Dr. Pohls added on the same issue: "in the environment of excellence and quality, patients' families are looking for an environment that gives them security in terms of care, but also guarantees their rights and (care of) their information. (...) we have to think about the whole environment surrounding the patient".

Dr. Tapia explained that with the use of the Internet and new technologies, patients arrive with a lot of information about health services and therefore, after receiving the services, there are many comparisons in terms of expectations and reality.

As for confidentiality, he said: "today the standards are equal to or higher than those of the financial system (...) We are in an era of great care in which systems can no longer be handled so lightly (...)".
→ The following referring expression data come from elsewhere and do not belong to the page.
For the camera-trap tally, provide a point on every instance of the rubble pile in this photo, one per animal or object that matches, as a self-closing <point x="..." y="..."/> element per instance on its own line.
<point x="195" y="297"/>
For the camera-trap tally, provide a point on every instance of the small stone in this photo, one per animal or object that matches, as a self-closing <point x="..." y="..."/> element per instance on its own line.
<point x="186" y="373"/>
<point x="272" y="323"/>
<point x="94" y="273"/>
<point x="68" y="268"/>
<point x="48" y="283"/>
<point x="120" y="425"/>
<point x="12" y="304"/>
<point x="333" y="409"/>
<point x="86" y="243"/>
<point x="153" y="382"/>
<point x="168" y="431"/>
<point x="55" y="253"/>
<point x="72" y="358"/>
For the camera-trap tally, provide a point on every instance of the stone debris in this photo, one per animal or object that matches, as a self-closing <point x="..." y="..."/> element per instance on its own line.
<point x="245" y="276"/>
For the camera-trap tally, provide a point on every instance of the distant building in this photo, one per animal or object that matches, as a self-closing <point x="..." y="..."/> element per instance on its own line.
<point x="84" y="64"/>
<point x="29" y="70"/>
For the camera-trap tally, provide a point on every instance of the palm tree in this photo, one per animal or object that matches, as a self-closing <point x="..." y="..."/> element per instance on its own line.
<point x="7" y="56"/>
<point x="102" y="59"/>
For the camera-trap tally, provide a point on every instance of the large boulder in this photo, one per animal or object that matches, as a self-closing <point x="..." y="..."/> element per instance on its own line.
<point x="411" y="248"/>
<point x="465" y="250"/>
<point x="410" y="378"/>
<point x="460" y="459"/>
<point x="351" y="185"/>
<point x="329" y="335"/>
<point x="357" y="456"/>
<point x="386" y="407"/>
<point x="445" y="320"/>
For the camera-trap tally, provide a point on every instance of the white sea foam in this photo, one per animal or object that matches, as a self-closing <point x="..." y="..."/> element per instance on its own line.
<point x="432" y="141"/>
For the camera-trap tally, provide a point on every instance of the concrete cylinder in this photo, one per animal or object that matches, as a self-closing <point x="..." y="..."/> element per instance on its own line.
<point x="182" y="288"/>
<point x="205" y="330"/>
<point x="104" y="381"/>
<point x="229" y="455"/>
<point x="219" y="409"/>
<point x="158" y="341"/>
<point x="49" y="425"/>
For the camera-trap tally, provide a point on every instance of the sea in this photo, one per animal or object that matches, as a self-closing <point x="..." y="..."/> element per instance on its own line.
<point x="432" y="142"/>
Excellence in medical care: leadership, technology and quality

Artificial intelligence

Dr. Tapia pointed out: "I believe that what technology is leading us to today is to have a measured or controlled capacity to be proactive, to anticipate the diagnoses and risk conditions of the populations. In other words, we no longer have to wait for the person to arrive at the medical unit to make a diagnosis".
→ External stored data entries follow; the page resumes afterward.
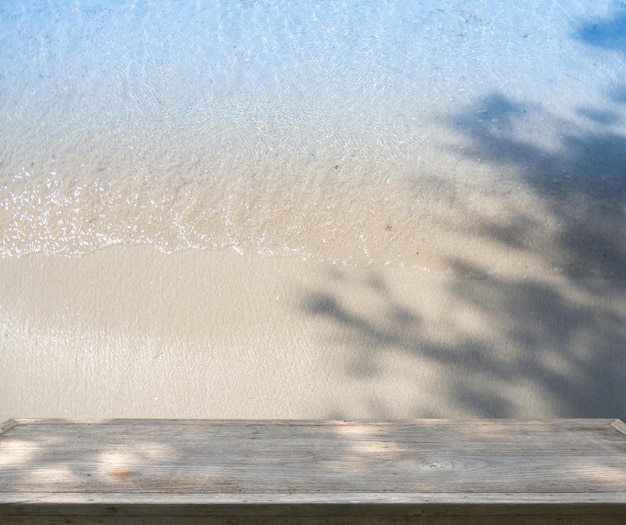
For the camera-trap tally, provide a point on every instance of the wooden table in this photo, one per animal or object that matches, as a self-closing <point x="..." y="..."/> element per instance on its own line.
<point x="566" y="471"/>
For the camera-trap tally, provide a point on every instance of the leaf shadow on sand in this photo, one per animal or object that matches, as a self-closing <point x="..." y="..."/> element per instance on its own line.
<point x="548" y="345"/>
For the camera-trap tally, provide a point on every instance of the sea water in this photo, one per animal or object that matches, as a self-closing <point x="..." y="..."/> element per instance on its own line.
<point x="360" y="132"/>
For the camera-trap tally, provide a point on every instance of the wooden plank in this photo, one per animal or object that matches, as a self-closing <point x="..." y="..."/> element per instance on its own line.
<point x="7" y="425"/>
<point x="283" y="470"/>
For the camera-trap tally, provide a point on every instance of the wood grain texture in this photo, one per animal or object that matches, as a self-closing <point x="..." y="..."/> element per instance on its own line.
<point x="427" y="471"/>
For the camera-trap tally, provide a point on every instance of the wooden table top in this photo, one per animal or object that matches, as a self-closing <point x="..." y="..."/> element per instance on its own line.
<point x="329" y="460"/>
<point x="580" y="462"/>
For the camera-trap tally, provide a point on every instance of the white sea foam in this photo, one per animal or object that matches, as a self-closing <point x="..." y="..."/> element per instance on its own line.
<point x="355" y="133"/>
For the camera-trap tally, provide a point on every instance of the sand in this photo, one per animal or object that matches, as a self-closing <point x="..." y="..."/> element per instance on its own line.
<point x="132" y="332"/>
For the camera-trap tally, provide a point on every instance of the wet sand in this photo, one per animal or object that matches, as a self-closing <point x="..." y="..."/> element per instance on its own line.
<point x="131" y="332"/>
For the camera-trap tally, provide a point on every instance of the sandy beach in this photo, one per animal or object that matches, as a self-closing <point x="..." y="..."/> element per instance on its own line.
<point x="270" y="210"/>
<point x="131" y="332"/>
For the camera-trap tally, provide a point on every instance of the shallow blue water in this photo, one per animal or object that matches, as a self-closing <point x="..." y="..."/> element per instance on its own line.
<point x="346" y="131"/>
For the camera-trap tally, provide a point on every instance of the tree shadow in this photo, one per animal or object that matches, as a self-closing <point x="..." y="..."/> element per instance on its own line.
<point x="549" y="345"/>
<point x="609" y="33"/>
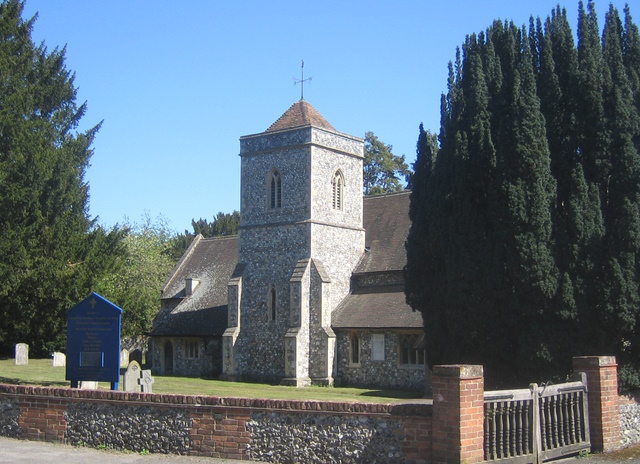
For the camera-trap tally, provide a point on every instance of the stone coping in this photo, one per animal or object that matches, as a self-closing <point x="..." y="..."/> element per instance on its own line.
<point x="423" y="408"/>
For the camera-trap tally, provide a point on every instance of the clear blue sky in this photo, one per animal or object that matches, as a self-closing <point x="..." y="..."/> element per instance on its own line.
<point x="177" y="83"/>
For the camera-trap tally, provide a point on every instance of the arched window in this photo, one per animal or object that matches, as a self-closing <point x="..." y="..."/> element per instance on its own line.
<point x="272" y="304"/>
<point x="275" y="189"/>
<point x="354" y="349"/>
<point x="338" y="190"/>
He also added: "Artificial intelligence (AI) is not only everything we have seen in the media, it is the ability to use different databases at the same time, basically it uses the entire Internet and everything that can be a source of information".

"With all that you can make bases of vulnerability, regional, population... and then enter into the possibility of anticipating what risk conditions they may have (...)," he said.
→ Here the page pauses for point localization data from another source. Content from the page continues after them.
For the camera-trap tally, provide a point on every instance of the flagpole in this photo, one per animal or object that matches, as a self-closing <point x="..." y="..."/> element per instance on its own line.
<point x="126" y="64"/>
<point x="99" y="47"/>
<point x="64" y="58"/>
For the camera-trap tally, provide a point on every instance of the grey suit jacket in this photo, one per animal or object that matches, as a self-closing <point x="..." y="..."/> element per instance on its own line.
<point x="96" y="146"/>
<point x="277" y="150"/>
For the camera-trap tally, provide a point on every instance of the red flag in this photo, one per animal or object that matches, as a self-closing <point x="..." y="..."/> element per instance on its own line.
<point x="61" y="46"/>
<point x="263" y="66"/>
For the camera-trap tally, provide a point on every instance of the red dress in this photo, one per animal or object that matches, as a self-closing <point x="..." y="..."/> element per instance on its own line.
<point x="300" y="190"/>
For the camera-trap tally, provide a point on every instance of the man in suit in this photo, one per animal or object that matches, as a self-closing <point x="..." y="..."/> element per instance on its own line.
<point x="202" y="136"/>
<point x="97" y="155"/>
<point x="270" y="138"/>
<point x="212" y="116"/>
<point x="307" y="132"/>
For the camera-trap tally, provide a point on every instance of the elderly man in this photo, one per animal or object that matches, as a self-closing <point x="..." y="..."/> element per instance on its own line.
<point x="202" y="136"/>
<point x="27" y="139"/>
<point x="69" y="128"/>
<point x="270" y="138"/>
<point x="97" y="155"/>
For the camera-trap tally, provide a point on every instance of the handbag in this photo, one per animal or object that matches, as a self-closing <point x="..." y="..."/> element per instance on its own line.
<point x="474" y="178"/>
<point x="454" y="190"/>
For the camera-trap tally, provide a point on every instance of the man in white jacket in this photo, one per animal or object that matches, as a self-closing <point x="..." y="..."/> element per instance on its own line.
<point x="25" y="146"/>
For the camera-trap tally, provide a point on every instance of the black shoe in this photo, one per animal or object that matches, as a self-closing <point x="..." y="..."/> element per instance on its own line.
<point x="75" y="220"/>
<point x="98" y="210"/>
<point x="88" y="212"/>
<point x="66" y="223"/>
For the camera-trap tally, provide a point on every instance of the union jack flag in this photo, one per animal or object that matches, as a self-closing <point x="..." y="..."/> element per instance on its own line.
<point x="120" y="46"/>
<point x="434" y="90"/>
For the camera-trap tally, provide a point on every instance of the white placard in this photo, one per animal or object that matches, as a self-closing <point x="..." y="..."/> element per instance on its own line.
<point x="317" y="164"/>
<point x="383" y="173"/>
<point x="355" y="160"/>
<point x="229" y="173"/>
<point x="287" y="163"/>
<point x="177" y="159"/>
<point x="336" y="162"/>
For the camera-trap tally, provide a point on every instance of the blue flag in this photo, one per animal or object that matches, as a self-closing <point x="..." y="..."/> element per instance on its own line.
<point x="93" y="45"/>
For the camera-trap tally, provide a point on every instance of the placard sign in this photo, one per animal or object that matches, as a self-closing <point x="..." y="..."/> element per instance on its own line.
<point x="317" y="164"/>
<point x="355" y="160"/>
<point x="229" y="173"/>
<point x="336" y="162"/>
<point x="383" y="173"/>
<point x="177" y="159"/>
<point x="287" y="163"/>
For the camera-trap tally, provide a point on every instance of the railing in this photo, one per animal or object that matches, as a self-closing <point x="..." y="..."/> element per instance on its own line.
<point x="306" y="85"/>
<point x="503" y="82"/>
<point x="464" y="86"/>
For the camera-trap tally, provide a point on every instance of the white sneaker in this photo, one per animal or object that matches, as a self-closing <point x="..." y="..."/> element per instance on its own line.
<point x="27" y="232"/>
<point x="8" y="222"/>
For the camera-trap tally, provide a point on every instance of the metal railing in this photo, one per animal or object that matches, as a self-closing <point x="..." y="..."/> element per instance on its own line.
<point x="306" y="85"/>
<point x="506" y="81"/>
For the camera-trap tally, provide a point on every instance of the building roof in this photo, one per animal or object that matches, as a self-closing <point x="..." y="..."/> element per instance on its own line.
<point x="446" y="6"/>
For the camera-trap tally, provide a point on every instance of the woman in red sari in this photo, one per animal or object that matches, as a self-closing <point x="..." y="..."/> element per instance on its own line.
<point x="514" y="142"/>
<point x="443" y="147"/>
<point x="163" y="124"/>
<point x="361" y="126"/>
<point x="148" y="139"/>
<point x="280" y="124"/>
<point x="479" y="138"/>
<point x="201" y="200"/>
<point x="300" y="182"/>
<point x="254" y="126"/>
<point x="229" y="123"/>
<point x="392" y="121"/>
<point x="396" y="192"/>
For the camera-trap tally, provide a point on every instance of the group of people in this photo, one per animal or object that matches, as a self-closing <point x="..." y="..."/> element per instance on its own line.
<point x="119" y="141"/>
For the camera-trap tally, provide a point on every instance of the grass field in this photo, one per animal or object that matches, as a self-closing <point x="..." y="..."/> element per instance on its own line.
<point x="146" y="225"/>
Excellence in medical care: leadership, technology and quality

Increased medical interaction

In addition, he indicated that these advances have also changed the doctor-patient interaction and said that "the definition of quality is going to change, because you will have to consider all the elements that go beyond personal interaction and empathy.

On the same subject, Dr. Pohls added: "In order to take steps forward we are going to have to use these technological tools (...) I believe that AI will help us reach better and more timely conclusions for patients(...) We must work on the resistance to these tools and not see them as an enemy of medicine".

He also added that it is important to train people so that they have the skills required to use these platforms: "These state-of-the-art platforms will be of no use to us if the people who are operating the hospitals do not know how to use them (...) I don't think they are here to replace the work of the people, but to complement it in order to make better decisions".

Excellence in medical care: leadership, technology and quality

Competencies to be developed

When asked about the competencies that healthcare professionals will have to develop with the development of technology, Dr. Pohls said that it is necessary for physicians to acquire technical and professional knowledge and skills related to management, to adapt to change and to develop soft skills .

Dr. Tapia pointed out that the great challenge is the assimilation of knowledge and the curatorship required; on which Dr. Ruelas concluded: "We are no longer in times of trying to know about everything, but to learn from everything".